In Mid February - the FDA changed the guidance to allow for the labeling of CCP of those that were infected naturally AND had received the vaccine. However, they put alot of extra steps on the process. 1) the blood center had to know when the donor was positive for COVID19 by obtaining a copy of their confirmatory laboraty test. 2) They donor could not be greater than 6 months post infection, and 3) the center still had to do a qualitative and quantitative test on the plasma. Due to the complexity of collecting, compiling and storing this information alot of centers have just stuck with not collecting CCP from donors who have had the vaccine. They can still donate, red cells, plasma, platelets, we just can not label it as CCP for the use in treating covid patients.

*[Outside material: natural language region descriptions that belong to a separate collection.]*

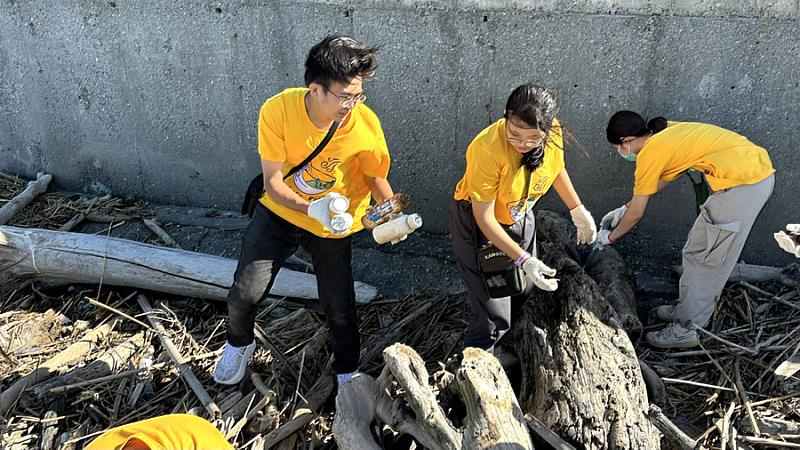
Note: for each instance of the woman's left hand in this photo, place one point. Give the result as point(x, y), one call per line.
point(584, 222)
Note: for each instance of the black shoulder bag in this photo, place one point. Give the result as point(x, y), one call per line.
point(255, 190)
point(500, 275)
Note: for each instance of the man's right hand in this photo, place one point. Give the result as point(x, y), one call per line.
point(538, 272)
point(611, 220)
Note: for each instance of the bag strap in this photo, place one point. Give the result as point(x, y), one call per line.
point(316, 151)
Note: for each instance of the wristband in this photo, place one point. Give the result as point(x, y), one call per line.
point(522, 258)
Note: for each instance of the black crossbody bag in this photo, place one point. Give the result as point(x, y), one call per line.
point(255, 190)
point(501, 276)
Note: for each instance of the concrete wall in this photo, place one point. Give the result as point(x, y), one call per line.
point(159, 98)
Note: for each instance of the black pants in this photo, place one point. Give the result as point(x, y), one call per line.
point(267, 243)
point(490, 318)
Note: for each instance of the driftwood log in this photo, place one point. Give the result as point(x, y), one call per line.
point(614, 277)
point(34, 188)
point(83, 258)
point(493, 419)
point(581, 378)
point(580, 373)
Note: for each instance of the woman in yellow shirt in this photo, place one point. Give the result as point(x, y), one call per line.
point(510, 165)
point(741, 175)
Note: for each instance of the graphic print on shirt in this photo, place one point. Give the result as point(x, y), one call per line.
point(313, 180)
point(518, 208)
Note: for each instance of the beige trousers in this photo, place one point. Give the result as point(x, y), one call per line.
point(715, 242)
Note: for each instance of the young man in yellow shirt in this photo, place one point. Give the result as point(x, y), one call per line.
point(741, 175)
point(296, 210)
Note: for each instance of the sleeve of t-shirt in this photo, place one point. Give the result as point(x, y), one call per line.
point(483, 174)
point(375, 163)
point(648, 172)
point(271, 145)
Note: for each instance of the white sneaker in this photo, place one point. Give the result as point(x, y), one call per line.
point(232, 365)
point(673, 336)
point(664, 313)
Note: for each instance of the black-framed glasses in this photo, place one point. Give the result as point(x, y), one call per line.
point(347, 101)
point(527, 144)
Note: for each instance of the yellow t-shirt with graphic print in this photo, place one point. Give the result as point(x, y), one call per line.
point(357, 150)
point(170, 432)
point(494, 172)
point(726, 158)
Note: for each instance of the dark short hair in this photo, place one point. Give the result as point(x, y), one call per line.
point(628, 123)
point(537, 107)
point(339, 58)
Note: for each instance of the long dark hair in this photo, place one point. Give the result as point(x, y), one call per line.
point(628, 123)
point(535, 106)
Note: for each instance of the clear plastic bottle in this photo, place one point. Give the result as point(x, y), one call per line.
point(383, 212)
point(397, 228)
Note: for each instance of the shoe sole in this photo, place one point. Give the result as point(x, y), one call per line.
point(654, 314)
point(240, 373)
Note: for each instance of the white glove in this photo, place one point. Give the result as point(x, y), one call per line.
point(397, 241)
point(611, 220)
point(584, 222)
point(787, 241)
point(604, 238)
point(320, 210)
point(536, 271)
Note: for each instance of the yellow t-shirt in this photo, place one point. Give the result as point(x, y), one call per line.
point(357, 149)
point(171, 432)
point(494, 172)
point(726, 158)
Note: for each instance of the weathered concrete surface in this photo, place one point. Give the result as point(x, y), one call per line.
point(159, 98)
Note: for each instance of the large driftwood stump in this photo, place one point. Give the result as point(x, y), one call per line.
point(494, 420)
point(580, 374)
point(85, 258)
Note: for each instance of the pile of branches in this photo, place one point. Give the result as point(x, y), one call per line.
point(107, 364)
point(129, 374)
point(740, 385)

In this time frame the FDA also revised the EUA on the transfusion side of when and how often physicians can transfuse a patient. They put the restriction that only high titer plasma can be utilized and narrowed the window as to when a patient was eligible to receive CCP.
These changes drastically changed the demand landscape for CCP. Where we were shipping 300+ doses per day in our service territory we went down to averaging about 30 shipments per day.
Because of this demand change, our blood center now has a strong supply of high titer CCP that could last us about 4-5 months at the current use rate. Blood centers have also been working with the FDA to establish a national stockpile, stored at local centers but shareable across the country in the event of another surge. Currently we estimate over 40,000 doses of CCP in the stockpile. This product has a 1 year shelf life in its frozen form, and must be transfused within 5 days of thawing.
Due to this shift, and the decrease in cases, our blood center stopped collecting apheresis CCP in mid March. WE are still testing all donations for antibodies, and any whole blood derived plasma that qualifies, we are segregating and storing in our freezer.
Our main driver for not collecting apheresis derived CCP is that we do not want to waste any donations. Other than patient safety, our highest priority is to be good stewards of the donations entrusted to us. Outdating products is a disservice to the donor that gave their blood (literally) with the expectation that we get it to a patient that needs it. The second driver, is that a a not for profit blood center, we have a financial responsibility to ensure stability in our community. Apheresis collection has a higher cost due to the medical machines that draw the donation, and the training/time in employees. Whole blood collections meet two of our needs in collecting a red cell that can be used immediately and then a plasma that we can either use as FFP if it doesnt meet CCP guidelines or as CCP later on.
Onto a general update: Right now the blood supply nationally is very unstable. Even after a year of adjusting to covid, we still are not able to consistently meet patient demands.
We actually are collecting more than we have in the past year, but we are shipping at 100%+ 2019 levels. Cancer patients, heart patients, OB, trauma and all other patient needs have not subsided but our ability to collect to meet that demand is still significantly hampered by business/school/church covid mitigation policies.
Historically we collected 60%+ of our donation from mobile drives. We had about a 70% first time donor rate and then would convert those donors to neighborhood fixed sites. Post Covide, we are collecting about 55% in our fixed sites and 45% in mobiles. The biggest issue is that we aren't seeing the first time donors like we used to, and we are missing out tremendously in the 16-25 year old range due to school closures, remote learning, or closed campus policies. Unfortunately, blood drives have been seen as just another extracurricular activity as opposed to the essential community operation that they truly are.
in Texas, the snowstorm didn't help anything by shutting down operations fro 5-10 days, depending on what area of the state you are in. Our blood center lost appx. 6000 donations during that storm that put us in a hole, we are still trying to work out of. With summer coming up, we are concerned that we will continue to be in a constant appeal mode just to meet daily demand.
Alright - thats my $.02 and update in regards to CCP and the general blood supply.